John Frederick Kensett (American, 1816 – 1872)
Marine View of Beacon Rock, Newport Harbor
Oil on canvas
28 ½ x 45 ¾ in.
Bequest of Ninah M. H. Cummer
Trained by his English father as an engraver, John Kensett chose to become a painter. In 1840 he went to Europe for several years to study Old Master paintings and to develop his skills in London, Paris, and Rome. Upon his return to America, Kensett was recognized for his excellence in landscape painting and was elected to the National Academy of Design in New York. Kensett was also one of the founders of The Metropolitan Museum of Art in New York in 1870.

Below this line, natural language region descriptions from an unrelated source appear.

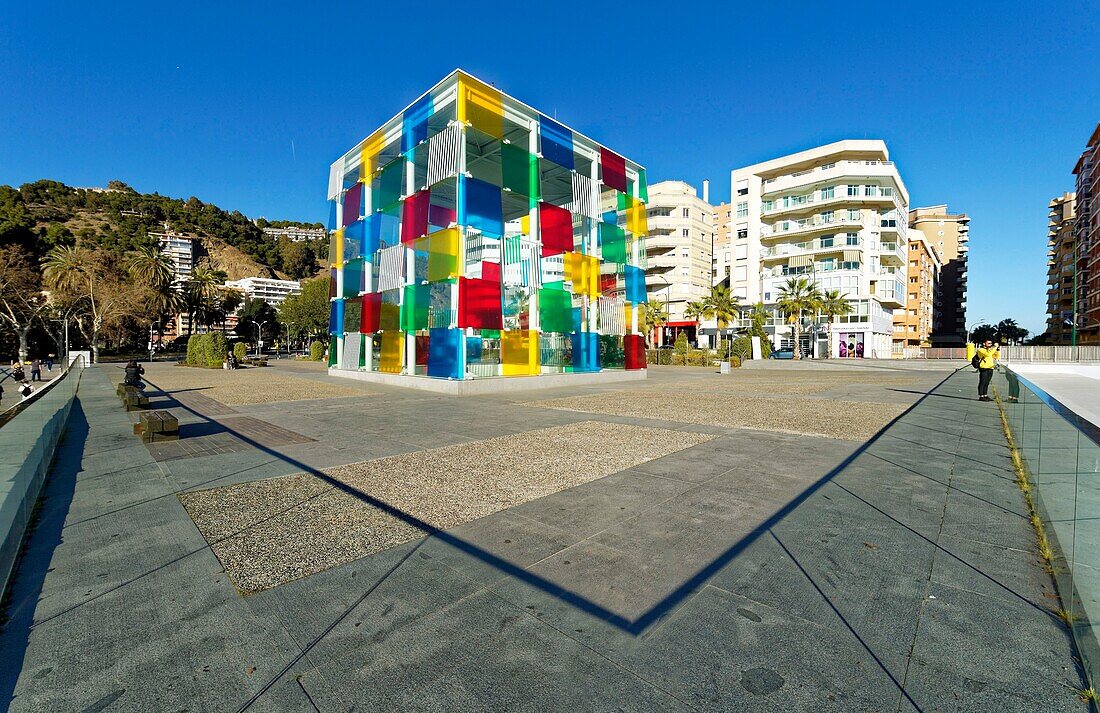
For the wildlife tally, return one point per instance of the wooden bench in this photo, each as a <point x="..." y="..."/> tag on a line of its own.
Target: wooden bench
<point x="157" y="426"/>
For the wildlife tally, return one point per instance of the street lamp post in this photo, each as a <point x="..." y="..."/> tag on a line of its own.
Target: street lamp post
<point x="260" y="336"/>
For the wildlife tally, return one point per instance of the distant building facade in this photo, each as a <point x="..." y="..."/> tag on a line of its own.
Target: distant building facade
<point x="297" y="234"/>
<point x="1087" y="236"/>
<point x="948" y="234"/>
<point x="913" y="325"/>
<point x="1063" y="283"/>
<point x="679" y="249"/>
<point x="836" y="216"/>
<point x="273" y="292"/>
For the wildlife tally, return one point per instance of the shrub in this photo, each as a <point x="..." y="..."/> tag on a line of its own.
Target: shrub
<point x="195" y="350"/>
<point x="216" y="349"/>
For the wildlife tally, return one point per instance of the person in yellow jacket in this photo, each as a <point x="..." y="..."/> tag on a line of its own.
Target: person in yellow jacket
<point x="987" y="357"/>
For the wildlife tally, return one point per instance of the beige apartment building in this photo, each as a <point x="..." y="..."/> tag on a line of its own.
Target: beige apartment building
<point x="837" y="216"/>
<point x="1062" y="276"/>
<point x="948" y="234"/>
<point x="723" y="221"/>
<point x="679" y="249"/>
<point x="914" y="324"/>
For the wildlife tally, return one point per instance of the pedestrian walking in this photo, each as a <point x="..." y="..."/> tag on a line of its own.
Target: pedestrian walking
<point x="985" y="359"/>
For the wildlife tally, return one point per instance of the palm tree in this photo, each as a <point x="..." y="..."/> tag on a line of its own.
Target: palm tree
<point x="834" y="305"/>
<point x="796" y="296"/>
<point x="650" y="317"/>
<point x="695" y="310"/>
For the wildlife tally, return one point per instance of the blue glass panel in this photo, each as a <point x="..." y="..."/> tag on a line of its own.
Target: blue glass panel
<point x="585" y="351"/>
<point x="480" y="206"/>
<point x="336" y="317"/>
<point x="444" y="352"/>
<point x="415" y="122"/>
<point x="353" y="240"/>
<point x="557" y="142"/>
<point x="635" y="284"/>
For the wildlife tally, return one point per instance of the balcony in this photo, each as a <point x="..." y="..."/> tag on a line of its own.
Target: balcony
<point x="810" y="226"/>
<point x="892" y="252"/>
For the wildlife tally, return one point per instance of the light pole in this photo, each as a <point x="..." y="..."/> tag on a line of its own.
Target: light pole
<point x="260" y="336"/>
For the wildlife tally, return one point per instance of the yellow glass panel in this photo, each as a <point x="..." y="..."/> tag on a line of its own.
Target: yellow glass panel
<point x="636" y="218"/>
<point x="393" y="352"/>
<point x="370" y="157"/>
<point x="338" y="248"/>
<point x="480" y="105"/>
<point x="519" y="352"/>
<point x="443" y="254"/>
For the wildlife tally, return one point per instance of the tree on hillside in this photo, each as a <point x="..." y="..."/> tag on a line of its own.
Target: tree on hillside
<point x="796" y="296"/>
<point x="1010" y="332"/>
<point x="307" y="314"/>
<point x="299" y="261"/>
<point x="89" y="283"/>
<point x="254" y="313"/>
<point x="22" y="303"/>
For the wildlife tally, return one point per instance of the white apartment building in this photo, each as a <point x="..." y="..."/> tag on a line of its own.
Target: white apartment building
<point x="679" y="248"/>
<point x="180" y="251"/>
<point x="836" y="215"/>
<point x="273" y="292"/>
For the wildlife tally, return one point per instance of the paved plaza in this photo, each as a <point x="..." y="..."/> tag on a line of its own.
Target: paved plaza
<point x="789" y="537"/>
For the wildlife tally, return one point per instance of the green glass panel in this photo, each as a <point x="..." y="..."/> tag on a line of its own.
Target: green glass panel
<point x="389" y="186"/>
<point x="520" y="172"/>
<point x="613" y="242"/>
<point x="556" y="310"/>
<point x="415" y="307"/>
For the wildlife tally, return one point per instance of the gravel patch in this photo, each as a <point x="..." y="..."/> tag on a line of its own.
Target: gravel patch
<point x="849" y="420"/>
<point x="271" y="531"/>
<point x="246" y="385"/>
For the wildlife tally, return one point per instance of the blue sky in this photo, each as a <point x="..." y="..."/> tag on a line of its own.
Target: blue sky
<point x="985" y="107"/>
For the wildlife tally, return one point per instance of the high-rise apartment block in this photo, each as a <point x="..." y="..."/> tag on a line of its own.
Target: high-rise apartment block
<point x="1063" y="282"/>
<point x="835" y="215"/>
<point x="1087" y="237"/>
<point x="913" y="325"/>
<point x="948" y="234"/>
<point x="679" y="247"/>
<point x="477" y="237"/>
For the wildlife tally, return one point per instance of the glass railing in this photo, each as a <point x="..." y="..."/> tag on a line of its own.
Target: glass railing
<point x="29" y="434"/>
<point x="1059" y="452"/>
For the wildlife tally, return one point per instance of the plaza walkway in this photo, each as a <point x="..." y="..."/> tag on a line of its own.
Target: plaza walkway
<point x="754" y="571"/>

This painting illustrates Kensett's switch from painting mountains and woodland interiors to coastal views. It also marks a change in his style to more contemplative painting known as Luminism, which focused on nuances of light and atmosphere, a method that may have been influenced by the new medium of photography. Kensett painted this favored panorama of Newport Harbor in Rhode Island several times. The viewer looks across Brenton Cove toward Beacon Rock on the right, and Fort Adams on the left in the distance. This painting is renowned for its indelible sense of calmness, clarity, and quiet, and occupies a central position in Kensett's oeuvre. Characteristic of his mature Luminist style, this work contains a sense of balance, spareness, and a rich evocation of hues.